The Greek Community Today
Tarpon Springs preserves a strong ethnic and maritime character. Greek heritage has been reinforced with the return of many former residents who moved North for work, as well as the influx of other Greeks attracted by the cultural infrastructure. Among Tarpon Springs 25,000 residents the percentage of Greek descent has shrunk to about 20% as many have moved to nearby communities for work or larger homes. Still, the city is the epicenter of a corridor that hosts such a large ethnic population that the Greek government established a consulate in Tampa. Greeks, particularly those with Dodecanese heritage, retain significant political power at all levels. While some major U.S. cities have a larger Greek population, no other has a greater percentage of residents with Greek heritage than Tarpon Springs.
The emerging ethnic character of Tarpon Springs coincided with the development of mass tourism in the early 20th century, so businesses based on cultural tourism developed early. Revolving around its Greek heritage and sponge industry, tourism is Tarpon Springs' biggest business. It remains centered on Dodecanese Boulevard, along the docks where boats unload sponges and tourists take cruises. Across the street, the old Sponge Exchange was demolished and turned into boutiques. A plethora of Greek eateries are frequented by locals and tourists. Some ethnic businesses cater primarily to locals, such as nearby Athens Street's market, bakery, and traditional kafeneia. The latter are gender-exclusive establishments where men gather to imbibe coffee and spirits, play cards, smoke, and discuss politics or sports.

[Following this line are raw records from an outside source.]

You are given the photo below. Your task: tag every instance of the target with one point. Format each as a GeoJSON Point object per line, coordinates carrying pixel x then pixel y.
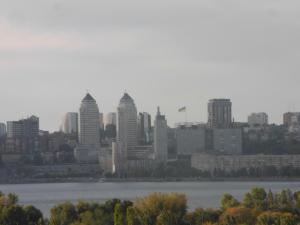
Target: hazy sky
{"type": "Point", "coordinates": [163, 52]}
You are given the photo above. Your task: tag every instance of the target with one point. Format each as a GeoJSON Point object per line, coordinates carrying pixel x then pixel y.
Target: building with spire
{"type": "Point", "coordinates": [160, 137]}
{"type": "Point", "coordinates": [89, 131]}
{"type": "Point", "coordinates": [127, 123]}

Greek identity is expressed and reinfored through an array of everyday activities and special events. It is reflected in the built environment (cemeteries, sponge docks, Greektown, St. Nicholas Cathedral), boats, occupations, music and dance in restaurants or community events, social organizations, rites of passsage, beliefs, family values, foodays, sacred and secular events, and religious practices. Tarpon Springs also provides important cultural resources to the state and region, such as the annual Epiphany celebration or local musical groups.